クリスの人物像。彼は単なる自分探しを求める夢見がちな若者の一人ではなかった。トルストイとソローをこよなく愛する厳格な理想主義者で孤独と自然を崇拝し、それでいて真に文学的な青年でもあった。理知の上に立つ無謀さ。心に屈折を抱えながらも自らの強さを過信するが故に様々なものが赦せなかった青年が2年間の放浪の中で、そして荒野での生活によって徐々に変化し、生きる可能性を掴む。人々とのふれあいの中で心を残す。最終的に彼は死んでしまったけれど、彼の生は、彼と出会った人々の心に確実に生きている。そのことが伝える生の重みを原作であるノンフィクション・ノベルは拾い上げ、そして映画が主題化し物語として紡がれた。

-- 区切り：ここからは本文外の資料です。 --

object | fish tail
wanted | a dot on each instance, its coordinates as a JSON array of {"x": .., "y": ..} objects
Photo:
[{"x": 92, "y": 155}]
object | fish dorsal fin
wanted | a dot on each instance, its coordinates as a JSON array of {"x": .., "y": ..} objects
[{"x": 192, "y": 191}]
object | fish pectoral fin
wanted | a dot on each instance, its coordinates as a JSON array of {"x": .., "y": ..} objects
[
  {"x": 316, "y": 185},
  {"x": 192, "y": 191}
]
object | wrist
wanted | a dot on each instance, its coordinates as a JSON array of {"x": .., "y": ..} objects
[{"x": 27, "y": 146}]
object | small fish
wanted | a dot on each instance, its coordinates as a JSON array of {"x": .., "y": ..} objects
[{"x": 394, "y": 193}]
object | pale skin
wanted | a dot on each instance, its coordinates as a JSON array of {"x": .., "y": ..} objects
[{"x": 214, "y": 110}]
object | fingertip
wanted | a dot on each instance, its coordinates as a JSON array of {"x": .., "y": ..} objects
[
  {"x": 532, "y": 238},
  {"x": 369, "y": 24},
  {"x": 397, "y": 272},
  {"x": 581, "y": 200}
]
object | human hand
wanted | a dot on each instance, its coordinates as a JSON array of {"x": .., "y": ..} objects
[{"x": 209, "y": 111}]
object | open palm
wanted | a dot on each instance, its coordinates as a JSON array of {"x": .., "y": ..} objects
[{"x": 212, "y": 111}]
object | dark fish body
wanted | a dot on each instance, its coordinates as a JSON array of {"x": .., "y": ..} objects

映画は正にショーン・ペンの作品となっている。原作はクリスという人格を外側から炙り出すパズルのような構成となっているが、映画はクリスという実体の行動を中心にして話が進められる「物語」としてある。原作によって炙り出されたクリスという人間像をショーン・ペンは自らの思想性によって肉付けし、物語の主人公として見事に再生させた。映画は、70年代ニューシネマ風のロード・ムーヴィーとして観ることができるだろう。ニューシネマの掟通りに主人公は最後に死んでしまうが、そこには明らかに「光」があった。この光こそ、ショーン・ペンの映画的主題である現代的な「赦し」の物語なのだと僕は思う。クリスが真実を求めた先に見えたものは、ふれあいの中で知った人の弱さであり、そして大自然に対した自らの弱さであった。彼は自らの中で家族と対話する。自分が自分であることを認める。そして、全てを赦したのだと僕は思う。そういう物語としてこの物語はある。
現代に荒野はもう存在しない。彼は地図を放棄することで荒野を創出し、その中で自らの経験によって思想を鍛錬しようとした。荒野へ。理知の上に立つ無謀さ。これこそが失われかけたフロンティア精神の源泉で、現代の想像力を超えた強烈な憧憬なのかもしれない。